Perjalanan Pun Dimulai

Tidak kusangka segala tahap-tahap persiapan hingga sidang alat keberangkatan dan cek alat telah kami lalui. Tim pengembaraan Sungai Ketahun dinyatakan siap berangkat. Pada tanggal 7 Februari 2017 pukul 22.00 WIB, dewan pengurus melepas keberangkatan tim dengan apel sederhana. Esok akan menjadi awal perjalanan operasional pengembaraan ini!

Rabu, 8 Februari 2017. Pukul setengah 4 pagi, sekretariat telah dipenuhi hiruk pikuk dan lalu lalang anggota tim yang bersiap berangkat. Tiba di pool, aku mengawali kegiatanku hari itu dengan sholat shubuh juga berdoa meminta ridho Allah untuk keselamatan kami. Pukul 08.00 WIB bus kami telah me-loading barang-barang kami danĀ  berangkat meninggalkan Bandung. Di perjalanan aku menelepon ummi dan memintarestu, ummi berpesan agar selalu berhati-hati karena cuaca di beberapa bagian wilayah sedang buruk.

Perjalanan lintas pulau menuju Pulau Sumatera

Tiba di Pelabuhan Merak sekitar pukul 4 sore, kami menikmati perjalanan lintas pulau itu di dek atas Kapal Nusa Jaya, diterpa angin laut senja yang bertiup kencang. Namun sebelum aku merasa enjoy, aku sempat mabuk laut dan tidak selera melakukan apapun. Perutku mual dan aku sangat pusing. Mungkin aku masuk angin, jadi aku masuk saja ke kabin tempat duduk penumpang. Di sana ada seseorang yang tak habisnya berbicara di depan untuk mempromosikan suatu produk. Yang kuingat, bapak itu menawarkan minyak yang dibuat oleh para pendekar pencak silat Banten. Untuk membuktikan perkataannya, ia akan membuka praktek pengobatan di atas kapal. Salah satu khasiat minyak itu adalah dapat menghentikan darah dengan cepat, untuk membuktikannya ia menggoreslidahnya sendiri dengan pisau kemudian mengoleskan minyak tersebut. Sudah kuduga pasti akan ada atraksi begitu. Aku merasa lebih baik tidur untuk mengurangi sakit kepala, lalu aku mengambil posisi yang nyaman dan tidur. Ternyata orang-orang mencariku, aku tahu setelah aku dibangunkan oleh temanku. Kemudian aku bergabung bersama yang lain di atas dek. Kami juga diperbolehkan memasuki anjungan atau ruang utamamengendalikan kapal oleh seorang awak kapal.

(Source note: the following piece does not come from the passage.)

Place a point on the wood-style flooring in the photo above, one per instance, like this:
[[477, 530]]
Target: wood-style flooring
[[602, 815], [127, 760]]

Perjalanan berlangsung dua hari satu malam, hingga kami tiba di Terminal Simpang Nangka, Curup. Petrus dan Farah melanjutkan perjalanan sampai Kota Bengkulu untuk bertemu anggota Mapala Pulkanik (Fakultas Teknik). Kami menurunkan semua barang kemudian mencari kendaraan selanjutnya untuk menuju Topos (Tapus), Kabupaten Lebong. Maka kami mendapatkan sebuah travel yang bersedia mengantarkan kami ke Topos sekaligus Muara Aman (pusat kota Lebong) dengan mengangkut semua barang kami. Tiba di Kelurahan Topos kami disambut oleh Pak Lurah Topos, Pak Eropa namanya. Setelah berbincang cukup lama, kami diantar menuju rumah lama beliau yang nantinya menjadi basecamp kami untuk 7 hari kedepan.